For a larger valued sequence, we need to decompose the input signal as it is not possible to implement the data together at the same time. Hence, it is necessary to decompose the input signal into multiple finite signals to perform various operations. 

Thus for FFT, faster algorithms are used viz. Overlap add Method and Overlap Save Method.

In OAM, overlapping occurs but the overlapped portion is added to get the required output sequence. Whereas, in OSM overlapping occurs too but the overlapped portion is discarded. As we use convolution to find the output, decomposing helps in finding a more accurate output.

Also, OAM & OSM are equally fast methods to find the output of the FFT based input.

Fast Fourier Transform

FFT is a faster and efficient computational method for DFT. Fast Fourier transform reduces the number of computations required considerably when compared with DFT.

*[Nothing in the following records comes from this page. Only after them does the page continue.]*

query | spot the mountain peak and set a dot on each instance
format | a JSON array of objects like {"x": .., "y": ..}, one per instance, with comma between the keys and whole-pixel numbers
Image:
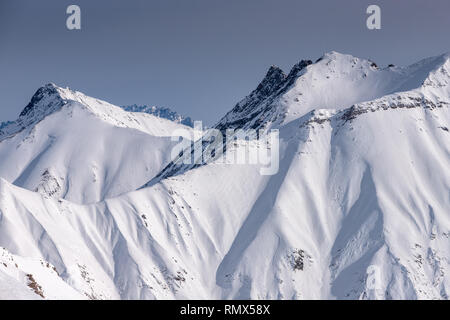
[{"x": 41, "y": 97}]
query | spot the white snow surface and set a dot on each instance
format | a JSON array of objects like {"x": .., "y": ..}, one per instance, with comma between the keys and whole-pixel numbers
[
  {"x": 363, "y": 185},
  {"x": 83, "y": 149}
]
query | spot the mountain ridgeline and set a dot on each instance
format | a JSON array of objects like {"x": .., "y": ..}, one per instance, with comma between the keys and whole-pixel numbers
[{"x": 358, "y": 209}]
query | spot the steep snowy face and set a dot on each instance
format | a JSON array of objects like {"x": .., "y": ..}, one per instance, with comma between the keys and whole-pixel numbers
[
  {"x": 335, "y": 81},
  {"x": 257, "y": 110},
  {"x": 357, "y": 210},
  {"x": 68, "y": 145}
]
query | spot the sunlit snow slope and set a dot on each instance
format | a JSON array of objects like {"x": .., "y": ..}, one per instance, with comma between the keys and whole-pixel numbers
[
  {"x": 67, "y": 145},
  {"x": 362, "y": 189}
]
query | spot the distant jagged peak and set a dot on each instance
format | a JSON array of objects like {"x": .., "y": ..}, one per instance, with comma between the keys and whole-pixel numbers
[{"x": 50, "y": 98}]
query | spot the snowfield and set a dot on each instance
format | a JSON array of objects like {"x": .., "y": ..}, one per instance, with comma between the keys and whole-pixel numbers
[{"x": 359, "y": 209}]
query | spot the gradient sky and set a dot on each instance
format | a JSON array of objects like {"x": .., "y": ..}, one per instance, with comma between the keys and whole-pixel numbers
[{"x": 198, "y": 57}]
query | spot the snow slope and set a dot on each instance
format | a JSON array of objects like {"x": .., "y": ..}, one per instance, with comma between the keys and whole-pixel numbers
[
  {"x": 67, "y": 145},
  {"x": 362, "y": 190},
  {"x": 160, "y": 112}
]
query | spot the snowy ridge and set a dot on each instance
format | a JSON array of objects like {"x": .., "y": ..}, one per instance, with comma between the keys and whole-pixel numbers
[
  {"x": 68, "y": 145},
  {"x": 362, "y": 189},
  {"x": 160, "y": 112}
]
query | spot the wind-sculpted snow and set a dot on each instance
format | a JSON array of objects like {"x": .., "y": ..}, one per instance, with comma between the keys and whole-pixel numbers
[{"x": 359, "y": 208}]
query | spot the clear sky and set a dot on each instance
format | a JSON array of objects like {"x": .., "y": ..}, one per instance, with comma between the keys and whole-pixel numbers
[{"x": 198, "y": 57}]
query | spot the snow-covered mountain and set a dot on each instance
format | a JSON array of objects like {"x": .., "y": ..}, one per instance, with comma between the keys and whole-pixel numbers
[
  {"x": 67, "y": 145},
  {"x": 362, "y": 193},
  {"x": 160, "y": 112}
]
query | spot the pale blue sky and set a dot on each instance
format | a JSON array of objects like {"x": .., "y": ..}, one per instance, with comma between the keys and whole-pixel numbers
[{"x": 198, "y": 57}]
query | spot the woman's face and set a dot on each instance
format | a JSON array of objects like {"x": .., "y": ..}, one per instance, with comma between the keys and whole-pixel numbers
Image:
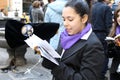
[
  {"x": 118, "y": 18},
  {"x": 72, "y": 21}
]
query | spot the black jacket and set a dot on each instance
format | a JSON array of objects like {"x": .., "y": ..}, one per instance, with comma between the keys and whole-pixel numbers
[{"x": 83, "y": 61}]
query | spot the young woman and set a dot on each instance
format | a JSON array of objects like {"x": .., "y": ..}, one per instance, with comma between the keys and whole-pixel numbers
[
  {"x": 81, "y": 52},
  {"x": 115, "y": 30}
]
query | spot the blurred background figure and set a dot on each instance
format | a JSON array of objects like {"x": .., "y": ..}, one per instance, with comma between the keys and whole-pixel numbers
[
  {"x": 115, "y": 50},
  {"x": 25, "y": 18},
  {"x": 4, "y": 13},
  {"x": 45, "y": 6},
  {"x": 101, "y": 19},
  {"x": 37, "y": 13}
]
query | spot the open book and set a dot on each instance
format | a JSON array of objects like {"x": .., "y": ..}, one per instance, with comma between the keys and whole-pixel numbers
[
  {"x": 46, "y": 50},
  {"x": 112, "y": 38}
]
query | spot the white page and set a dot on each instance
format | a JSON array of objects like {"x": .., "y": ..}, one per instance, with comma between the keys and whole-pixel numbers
[{"x": 45, "y": 48}]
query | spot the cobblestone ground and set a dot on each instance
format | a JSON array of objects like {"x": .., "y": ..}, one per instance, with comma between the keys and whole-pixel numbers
[{"x": 37, "y": 72}]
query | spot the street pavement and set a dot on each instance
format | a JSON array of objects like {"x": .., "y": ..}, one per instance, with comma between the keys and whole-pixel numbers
[{"x": 37, "y": 72}]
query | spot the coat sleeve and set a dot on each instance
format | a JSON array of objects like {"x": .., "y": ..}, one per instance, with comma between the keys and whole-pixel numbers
[{"x": 90, "y": 66}]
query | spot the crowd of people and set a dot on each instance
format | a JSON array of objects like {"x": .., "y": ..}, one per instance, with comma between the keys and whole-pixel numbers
[{"x": 80, "y": 39}]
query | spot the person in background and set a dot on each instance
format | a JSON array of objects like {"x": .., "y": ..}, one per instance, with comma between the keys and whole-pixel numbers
[
  {"x": 82, "y": 55},
  {"x": 37, "y": 13},
  {"x": 54, "y": 14},
  {"x": 101, "y": 20},
  {"x": 45, "y": 6},
  {"x": 25, "y": 18},
  {"x": 4, "y": 13},
  {"x": 115, "y": 30}
]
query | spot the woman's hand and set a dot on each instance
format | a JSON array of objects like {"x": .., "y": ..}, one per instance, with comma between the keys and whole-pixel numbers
[{"x": 37, "y": 50}]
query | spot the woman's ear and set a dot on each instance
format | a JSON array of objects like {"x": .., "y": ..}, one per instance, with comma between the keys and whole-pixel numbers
[{"x": 84, "y": 18}]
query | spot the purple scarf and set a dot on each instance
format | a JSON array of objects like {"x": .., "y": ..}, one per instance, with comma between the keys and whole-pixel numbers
[
  {"x": 118, "y": 30},
  {"x": 67, "y": 41}
]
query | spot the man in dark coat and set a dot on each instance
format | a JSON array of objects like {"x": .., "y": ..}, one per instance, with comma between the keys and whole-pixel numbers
[{"x": 101, "y": 19}]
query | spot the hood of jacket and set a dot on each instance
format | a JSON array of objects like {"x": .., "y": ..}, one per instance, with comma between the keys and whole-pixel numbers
[{"x": 57, "y": 5}]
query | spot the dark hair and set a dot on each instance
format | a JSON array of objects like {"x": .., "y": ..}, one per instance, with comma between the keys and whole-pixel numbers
[
  {"x": 100, "y": 0},
  {"x": 81, "y": 7},
  {"x": 113, "y": 29}
]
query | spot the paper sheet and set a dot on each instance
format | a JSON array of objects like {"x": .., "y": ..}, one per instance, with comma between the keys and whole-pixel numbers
[{"x": 45, "y": 48}]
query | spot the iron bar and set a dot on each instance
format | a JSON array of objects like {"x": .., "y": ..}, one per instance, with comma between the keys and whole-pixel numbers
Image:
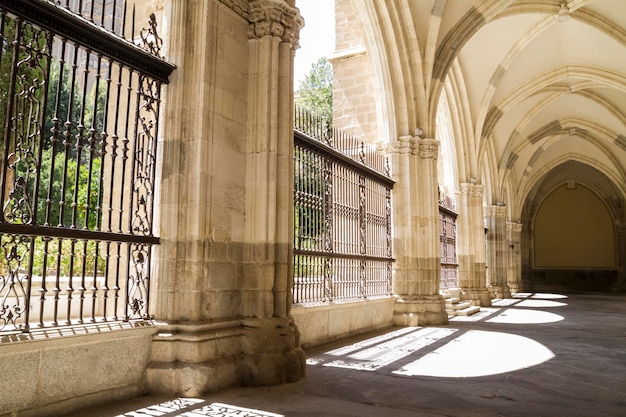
[
  {"x": 342, "y": 216},
  {"x": 77, "y": 170}
]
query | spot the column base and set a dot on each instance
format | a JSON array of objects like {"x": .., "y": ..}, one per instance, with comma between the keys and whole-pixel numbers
[
  {"x": 478, "y": 296},
  {"x": 424, "y": 310},
  {"x": 515, "y": 287},
  {"x": 194, "y": 359},
  {"x": 499, "y": 291}
]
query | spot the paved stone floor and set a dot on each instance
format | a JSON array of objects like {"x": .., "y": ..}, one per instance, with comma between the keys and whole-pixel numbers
[{"x": 533, "y": 355}]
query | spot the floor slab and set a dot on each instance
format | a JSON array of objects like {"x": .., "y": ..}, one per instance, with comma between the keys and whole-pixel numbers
[{"x": 533, "y": 355}]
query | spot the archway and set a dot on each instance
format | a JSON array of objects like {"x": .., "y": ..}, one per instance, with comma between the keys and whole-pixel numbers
[{"x": 573, "y": 222}]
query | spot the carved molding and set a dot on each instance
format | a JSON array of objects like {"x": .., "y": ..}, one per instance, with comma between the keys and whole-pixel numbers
[
  {"x": 495, "y": 211},
  {"x": 274, "y": 18},
  {"x": 472, "y": 190},
  {"x": 515, "y": 227},
  {"x": 428, "y": 148}
]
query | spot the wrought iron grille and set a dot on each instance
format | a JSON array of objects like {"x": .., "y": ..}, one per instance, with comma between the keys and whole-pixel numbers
[
  {"x": 342, "y": 216},
  {"x": 79, "y": 108},
  {"x": 447, "y": 238}
]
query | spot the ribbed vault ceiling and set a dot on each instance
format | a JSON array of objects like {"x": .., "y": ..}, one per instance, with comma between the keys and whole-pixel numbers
[{"x": 540, "y": 83}]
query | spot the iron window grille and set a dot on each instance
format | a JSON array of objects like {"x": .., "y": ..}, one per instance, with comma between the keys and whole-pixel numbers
[{"x": 80, "y": 93}]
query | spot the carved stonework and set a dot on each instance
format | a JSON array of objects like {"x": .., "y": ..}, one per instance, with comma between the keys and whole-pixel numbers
[
  {"x": 495, "y": 211},
  {"x": 472, "y": 190},
  {"x": 240, "y": 7},
  {"x": 274, "y": 18},
  {"x": 428, "y": 148},
  {"x": 515, "y": 227}
]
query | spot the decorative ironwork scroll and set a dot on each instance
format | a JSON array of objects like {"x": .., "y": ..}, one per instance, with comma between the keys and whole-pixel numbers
[
  {"x": 342, "y": 216},
  {"x": 79, "y": 111}
]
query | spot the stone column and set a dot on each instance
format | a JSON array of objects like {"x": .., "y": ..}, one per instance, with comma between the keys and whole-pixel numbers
[
  {"x": 416, "y": 233},
  {"x": 497, "y": 251},
  {"x": 223, "y": 266},
  {"x": 471, "y": 245},
  {"x": 514, "y": 271},
  {"x": 621, "y": 258},
  {"x": 271, "y": 348}
]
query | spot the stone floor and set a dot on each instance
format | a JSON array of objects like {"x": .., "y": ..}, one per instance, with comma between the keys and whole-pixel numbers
[{"x": 533, "y": 355}]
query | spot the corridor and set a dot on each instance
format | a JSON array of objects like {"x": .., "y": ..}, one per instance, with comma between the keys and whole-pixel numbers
[{"x": 532, "y": 355}]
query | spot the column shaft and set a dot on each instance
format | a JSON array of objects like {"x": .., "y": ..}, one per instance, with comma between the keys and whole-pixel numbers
[
  {"x": 416, "y": 233},
  {"x": 471, "y": 245}
]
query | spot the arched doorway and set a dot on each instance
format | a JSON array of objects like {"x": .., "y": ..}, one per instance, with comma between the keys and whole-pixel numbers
[{"x": 573, "y": 222}]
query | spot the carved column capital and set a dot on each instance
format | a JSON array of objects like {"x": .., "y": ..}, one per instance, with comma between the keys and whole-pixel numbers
[
  {"x": 515, "y": 227},
  {"x": 274, "y": 18},
  {"x": 495, "y": 211},
  {"x": 472, "y": 190},
  {"x": 428, "y": 148}
]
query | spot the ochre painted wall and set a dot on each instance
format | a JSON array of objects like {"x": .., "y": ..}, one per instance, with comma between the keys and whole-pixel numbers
[{"x": 573, "y": 229}]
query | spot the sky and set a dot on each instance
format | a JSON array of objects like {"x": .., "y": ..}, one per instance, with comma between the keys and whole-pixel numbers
[{"x": 317, "y": 37}]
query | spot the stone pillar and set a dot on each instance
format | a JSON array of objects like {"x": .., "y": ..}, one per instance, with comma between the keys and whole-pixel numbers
[
  {"x": 514, "y": 271},
  {"x": 621, "y": 258},
  {"x": 497, "y": 252},
  {"x": 223, "y": 266},
  {"x": 416, "y": 233},
  {"x": 271, "y": 348},
  {"x": 471, "y": 245}
]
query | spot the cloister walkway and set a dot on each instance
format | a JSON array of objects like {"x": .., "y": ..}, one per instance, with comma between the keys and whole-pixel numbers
[{"x": 532, "y": 355}]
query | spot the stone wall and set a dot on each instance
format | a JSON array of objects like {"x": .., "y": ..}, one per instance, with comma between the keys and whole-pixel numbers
[
  {"x": 53, "y": 372},
  {"x": 354, "y": 100},
  {"x": 328, "y": 323}
]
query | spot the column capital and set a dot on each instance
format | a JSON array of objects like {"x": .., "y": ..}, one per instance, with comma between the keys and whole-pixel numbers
[
  {"x": 472, "y": 190},
  {"x": 274, "y": 18},
  {"x": 404, "y": 145},
  {"x": 515, "y": 227},
  {"x": 495, "y": 211},
  {"x": 428, "y": 148},
  {"x": 413, "y": 145}
]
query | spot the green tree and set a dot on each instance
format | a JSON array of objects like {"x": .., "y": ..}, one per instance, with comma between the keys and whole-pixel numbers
[{"x": 315, "y": 92}]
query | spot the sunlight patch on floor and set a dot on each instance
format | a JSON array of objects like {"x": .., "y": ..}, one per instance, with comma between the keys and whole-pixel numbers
[
  {"x": 479, "y": 353},
  {"x": 540, "y": 304},
  {"x": 546, "y": 296},
  {"x": 524, "y": 316},
  {"x": 382, "y": 354},
  {"x": 192, "y": 407},
  {"x": 481, "y": 315}
]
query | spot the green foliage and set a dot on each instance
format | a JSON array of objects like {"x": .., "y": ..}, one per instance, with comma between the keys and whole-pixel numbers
[{"x": 315, "y": 92}]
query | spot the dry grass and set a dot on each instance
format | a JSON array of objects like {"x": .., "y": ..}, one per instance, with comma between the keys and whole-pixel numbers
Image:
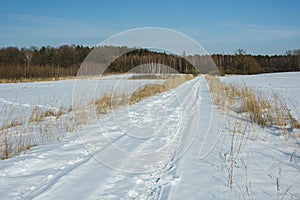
[
  {"x": 154, "y": 89},
  {"x": 263, "y": 109},
  {"x": 27, "y": 80},
  {"x": 18, "y": 134},
  {"x": 109, "y": 102}
]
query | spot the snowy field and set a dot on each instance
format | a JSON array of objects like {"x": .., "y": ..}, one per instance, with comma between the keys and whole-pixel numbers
[{"x": 175, "y": 145}]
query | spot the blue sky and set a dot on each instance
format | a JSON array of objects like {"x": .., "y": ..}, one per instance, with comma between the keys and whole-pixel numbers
[{"x": 257, "y": 26}]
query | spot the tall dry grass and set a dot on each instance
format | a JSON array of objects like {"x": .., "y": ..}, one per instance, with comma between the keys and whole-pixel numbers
[
  {"x": 261, "y": 108},
  {"x": 109, "y": 102}
]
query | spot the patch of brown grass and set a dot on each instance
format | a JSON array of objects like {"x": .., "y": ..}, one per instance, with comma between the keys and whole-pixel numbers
[{"x": 263, "y": 109}]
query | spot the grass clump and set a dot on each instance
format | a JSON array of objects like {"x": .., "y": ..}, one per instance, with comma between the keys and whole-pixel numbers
[{"x": 261, "y": 108}]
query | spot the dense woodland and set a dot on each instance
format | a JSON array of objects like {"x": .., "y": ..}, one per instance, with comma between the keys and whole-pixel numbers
[{"x": 48, "y": 62}]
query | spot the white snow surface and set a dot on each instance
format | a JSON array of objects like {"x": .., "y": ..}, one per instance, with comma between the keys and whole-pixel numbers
[{"x": 165, "y": 139}]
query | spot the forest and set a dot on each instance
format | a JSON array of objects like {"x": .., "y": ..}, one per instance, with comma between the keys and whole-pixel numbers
[{"x": 64, "y": 61}]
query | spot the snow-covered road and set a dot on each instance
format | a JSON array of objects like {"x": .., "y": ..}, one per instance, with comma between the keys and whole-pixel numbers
[
  {"x": 141, "y": 151},
  {"x": 163, "y": 147}
]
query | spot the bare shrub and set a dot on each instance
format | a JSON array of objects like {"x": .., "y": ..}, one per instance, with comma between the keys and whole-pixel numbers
[{"x": 37, "y": 115}]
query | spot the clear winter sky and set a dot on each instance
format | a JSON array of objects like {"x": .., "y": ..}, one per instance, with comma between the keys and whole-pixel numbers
[{"x": 257, "y": 26}]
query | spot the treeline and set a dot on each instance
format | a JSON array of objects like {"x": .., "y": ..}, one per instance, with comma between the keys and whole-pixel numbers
[
  {"x": 242, "y": 63},
  {"x": 48, "y": 62}
]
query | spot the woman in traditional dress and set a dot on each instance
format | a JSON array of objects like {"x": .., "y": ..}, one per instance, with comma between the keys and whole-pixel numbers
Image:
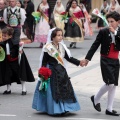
[
  {"x": 59, "y": 96},
  {"x": 87, "y": 21},
  {"x": 74, "y": 26},
  {"x": 104, "y": 10},
  {"x": 58, "y": 9},
  {"x": 23, "y": 37},
  {"x": 42, "y": 27},
  {"x": 114, "y": 6}
]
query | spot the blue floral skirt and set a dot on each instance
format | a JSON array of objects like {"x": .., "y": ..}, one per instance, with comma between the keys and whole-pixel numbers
[{"x": 44, "y": 102}]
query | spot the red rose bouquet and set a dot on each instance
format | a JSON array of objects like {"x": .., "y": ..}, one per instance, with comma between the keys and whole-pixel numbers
[
  {"x": 64, "y": 15},
  {"x": 44, "y": 73}
]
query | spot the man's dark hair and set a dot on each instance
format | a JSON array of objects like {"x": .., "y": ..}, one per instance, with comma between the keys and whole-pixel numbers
[
  {"x": 115, "y": 15},
  {"x": 54, "y": 33},
  {"x": 8, "y": 30}
]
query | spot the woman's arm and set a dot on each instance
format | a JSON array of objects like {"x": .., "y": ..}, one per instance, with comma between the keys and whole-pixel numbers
[{"x": 72, "y": 59}]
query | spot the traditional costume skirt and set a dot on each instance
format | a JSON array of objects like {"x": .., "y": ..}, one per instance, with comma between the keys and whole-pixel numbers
[
  {"x": 110, "y": 70},
  {"x": 54, "y": 100}
]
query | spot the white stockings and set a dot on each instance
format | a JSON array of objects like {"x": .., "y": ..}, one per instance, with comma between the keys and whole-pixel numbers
[{"x": 111, "y": 94}]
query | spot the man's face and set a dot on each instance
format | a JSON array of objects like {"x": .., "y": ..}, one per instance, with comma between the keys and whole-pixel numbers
[{"x": 12, "y": 3}]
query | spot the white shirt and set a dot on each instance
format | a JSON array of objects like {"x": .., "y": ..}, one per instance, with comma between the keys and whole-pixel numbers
[{"x": 22, "y": 12}]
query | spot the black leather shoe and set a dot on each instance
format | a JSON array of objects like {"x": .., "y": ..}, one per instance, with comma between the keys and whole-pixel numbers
[
  {"x": 24, "y": 92},
  {"x": 71, "y": 45},
  {"x": 111, "y": 113},
  {"x": 114, "y": 111},
  {"x": 6, "y": 92},
  {"x": 97, "y": 106}
]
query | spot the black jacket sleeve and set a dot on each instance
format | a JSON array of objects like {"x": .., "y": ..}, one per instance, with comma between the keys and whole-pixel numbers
[
  {"x": 72, "y": 59},
  {"x": 94, "y": 46}
]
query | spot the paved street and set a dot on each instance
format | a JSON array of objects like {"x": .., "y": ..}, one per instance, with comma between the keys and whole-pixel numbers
[{"x": 86, "y": 81}]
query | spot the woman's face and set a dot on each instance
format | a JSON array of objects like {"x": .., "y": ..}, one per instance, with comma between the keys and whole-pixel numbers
[
  {"x": 58, "y": 3},
  {"x": 74, "y": 4},
  {"x": 18, "y": 4},
  {"x": 58, "y": 38},
  {"x": 113, "y": 2}
]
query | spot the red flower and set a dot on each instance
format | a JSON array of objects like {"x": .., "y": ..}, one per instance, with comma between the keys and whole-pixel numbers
[
  {"x": 44, "y": 73},
  {"x": 63, "y": 13}
]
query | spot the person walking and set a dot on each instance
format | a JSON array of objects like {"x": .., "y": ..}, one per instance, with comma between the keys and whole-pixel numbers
[
  {"x": 14, "y": 17},
  {"x": 109, "y": 39},
  {"x": 59, "y": 96}
]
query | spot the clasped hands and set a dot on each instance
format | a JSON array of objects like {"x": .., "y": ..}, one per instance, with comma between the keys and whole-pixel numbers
[{"x": 84, "y": 62}]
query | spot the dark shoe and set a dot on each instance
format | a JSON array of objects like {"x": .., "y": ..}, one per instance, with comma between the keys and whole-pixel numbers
[
  {"x": 111, "y": 113},
  {"x": 114, "y": 111},
  {"x": 6, "y": 92},
  {"x": 24, "y": 92},
  {"x": 97, "y": 106},
  {"x": 71, "y": 45}
]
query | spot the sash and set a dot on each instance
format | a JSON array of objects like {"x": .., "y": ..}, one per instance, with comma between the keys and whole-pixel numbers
[
  {"x": 75, "y": 19},
  {"x": 54, "y": 53}
]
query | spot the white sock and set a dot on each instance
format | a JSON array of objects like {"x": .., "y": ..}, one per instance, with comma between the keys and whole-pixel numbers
[
  {"x": 8, "y": 87},
  {"x": 100, "y": 93},
  {"x": 23, "y": 86},
  {"x": 111, "y": 95}
]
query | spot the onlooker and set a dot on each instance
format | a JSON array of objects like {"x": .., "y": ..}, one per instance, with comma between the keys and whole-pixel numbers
[
  {"x": 2, "y": 6},
  {"x": 14, "y": 17},
  {"x": 16, "y": 69},
  {"x": 42, "y": 28},
  {"x": 29, "y": 23}
]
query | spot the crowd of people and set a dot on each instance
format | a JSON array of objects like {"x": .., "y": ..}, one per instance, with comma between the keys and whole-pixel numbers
[
  {"x": 55, "y": 94},
  {"x": 105, "y": 9}
]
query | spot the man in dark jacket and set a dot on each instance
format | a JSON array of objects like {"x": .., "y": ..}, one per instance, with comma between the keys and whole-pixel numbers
[
  {"x": 109, "y": 39},
  {"x": 29, "y": 19}
]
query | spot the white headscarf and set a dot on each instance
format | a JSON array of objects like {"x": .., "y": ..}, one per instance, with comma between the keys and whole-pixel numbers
[
  {"x": 49, "y": 41},
  {"x": 117, "y": 7},
  {"x": 106, "y": 8}
]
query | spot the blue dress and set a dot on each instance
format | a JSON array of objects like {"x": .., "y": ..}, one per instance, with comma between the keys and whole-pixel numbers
[{"x": 44, "y": 102}]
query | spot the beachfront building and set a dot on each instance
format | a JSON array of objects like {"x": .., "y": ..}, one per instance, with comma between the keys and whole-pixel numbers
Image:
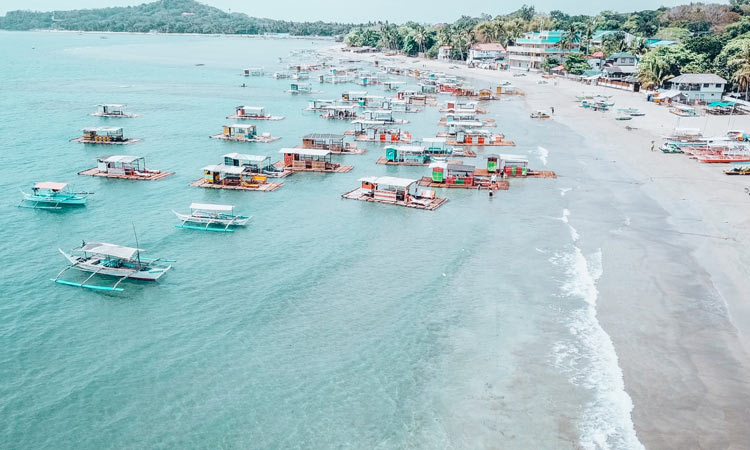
[
  {"x": 598, "y": 37},
  {"x": 444, "y": 53},
  {"x": 698, "y": 87},
  {"x": 486, "y": 53},
  {"x": 530, "y": 51}
]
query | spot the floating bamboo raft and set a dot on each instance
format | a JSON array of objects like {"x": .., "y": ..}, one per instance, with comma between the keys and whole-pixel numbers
[
  {"x": 428, "y": 204},
  {"x": 262, "y": 139},
  {"x": 338, "y": 169},
  {"x": 264, "y": 187},
  {"x": 499, "y": 185},
  {"x": 95, "y": 172},
  {"x": 103, "y": 142}
]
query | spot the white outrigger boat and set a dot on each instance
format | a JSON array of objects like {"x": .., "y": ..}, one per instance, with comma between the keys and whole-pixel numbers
[
  {"x": 112, "y": 260},
  {"x": 209, "y": 217},
  {"x": 52, "y": 195}
]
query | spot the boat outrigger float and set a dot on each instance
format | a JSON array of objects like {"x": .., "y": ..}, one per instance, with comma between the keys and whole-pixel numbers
[
  {"x": 52, "y": 195},
  {"x": 99, "y": 258},
  {"x": 209, "y": 217}
]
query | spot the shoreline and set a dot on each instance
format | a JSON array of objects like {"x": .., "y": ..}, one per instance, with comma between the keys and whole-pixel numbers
[{"x": 690, "y": 389}]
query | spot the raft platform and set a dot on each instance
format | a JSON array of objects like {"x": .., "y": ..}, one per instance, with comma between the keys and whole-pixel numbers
[
  {"x": 502, "y": 185},
  {"x": 88, "y": 141},
  {"x": 265, "y": 187},
  {"x": 291, "y": 170},
  {"x": 428, "y": 204},
  {"x": 95, "y": 172},
  {"x": 262, "y": 139}
]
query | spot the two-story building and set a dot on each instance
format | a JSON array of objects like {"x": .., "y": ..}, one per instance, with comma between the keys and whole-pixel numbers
[
  {"x": 530, "y": 51},
  {"x": 702, "y": 87},
  {"x": 485, "y": 53}
]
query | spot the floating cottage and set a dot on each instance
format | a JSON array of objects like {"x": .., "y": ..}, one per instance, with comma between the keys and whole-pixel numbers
[
  {"x": 112, "y": 110},
  {"x": 210, "y": 217},
  {"x": 127, "y": 167},
  {"x": 253, "y": 113},
  {"x": 339, "y": 112},
  {"x": 310, "y": 160},
  {"x": 253, "y": 72},
  {"x": 52, "y": 195},
  {"x": 244, "y": 133},
  {"x": 104, "y": 135},
  {"x": 405, "y": 155},
  {"x": 333, "y": 142},
  {"x": 395, "y": 191}
]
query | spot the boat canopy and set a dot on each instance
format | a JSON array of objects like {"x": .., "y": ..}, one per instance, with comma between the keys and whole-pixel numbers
[
  {"x": 305, "y": 151},
  {"x": 223, "y": 168},
  {"x": 244, "y": 157},
  {"x": 51, "y": 185},
  {"x": 111, "y": 250},
  {"x": 120, "y": 159},
  {"x": 211, "y": 207}
]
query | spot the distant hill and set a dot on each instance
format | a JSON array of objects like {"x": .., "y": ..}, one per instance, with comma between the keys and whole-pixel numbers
[{"x": 165, "y": 16}]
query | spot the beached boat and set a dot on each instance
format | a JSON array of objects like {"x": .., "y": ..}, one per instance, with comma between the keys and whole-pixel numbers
[
  {"x": 113, "y": 110},
  {"x": 333, "y": 142},
  {"x": 128, "y": 167},
  {"x": 395, "y": 191},
  {"x": 99, "y": 258},
  {"x": 210, "y": 217},
  {"x": 253, "y": 113},
  {"x": 310, "y": 160},
  {"x": 253, "y": 72},
  {"x": 52, "y": 195},
  {"x": 244, "y": 133},
  {"x": 104, "y": 135}
]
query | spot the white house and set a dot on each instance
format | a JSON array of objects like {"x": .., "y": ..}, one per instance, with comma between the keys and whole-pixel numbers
[
  {"x": 444, "y": 53},
  {"x": 490, "y": 52},
  {"x": 703, "y": 87}
]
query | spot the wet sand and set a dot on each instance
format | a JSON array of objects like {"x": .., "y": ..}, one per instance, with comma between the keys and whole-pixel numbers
[{"x": 673, "y": 294}]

The signal is divided into 2 parts; the real and imaginary parts are calculated separately. The result is displayed as Z=X+IY i.e. Z= (real)+i(imaginary).
Thus, for a 4 point signal, two stages will be required which are executed using separate array multiplications.
FFT is used for parallel processing as it improves efficiency.

Discrete Fourier Transform

Discrete Fourier Transform is used to convert a Time domain signal into a Frequency domain signal. We used C programming language to implement the code.

We used arrays to store the values of coefficients of input signal. The real and imaginary parts of the output were computed independently and their values were stored in two different arrays.

By comparing the two DFTs (4 point and 8 point), it was found that the 8 point DFT was more accurate. So as N in N-point DFT increases the magnitude spectrum gets more closer to the actual spectrum which involves infinite length of x[n]. Thus, output of DFT is periodic.

Discrete Convolution & Correlation

The aim of this experiment was to study basic signal processing computations like Convolution and Correlation. Convolution is a mathematical way of combining two signals to form a third signal. We also need to know the basics of C programming.

The length of output of convolution y(n) was found to be one less than the length of the two input signals x(n) & h(n) by varying the length of one signal, keeping the other constant. 
Thus, the length N=L+M-1 (where N = Length of y(n), L = Length of x(n) & M = Length of h(n)). We also found that circular convolution gives aliased output i.e. the last few values get mixed (added) with the first.

For auto and cross correlation, we chose two signals; an input signal and its delayed input. Thus, correlation is used to fins similarity between two signals.

Also, zero padding is used in both convolution and correlation to get the required signal for processing.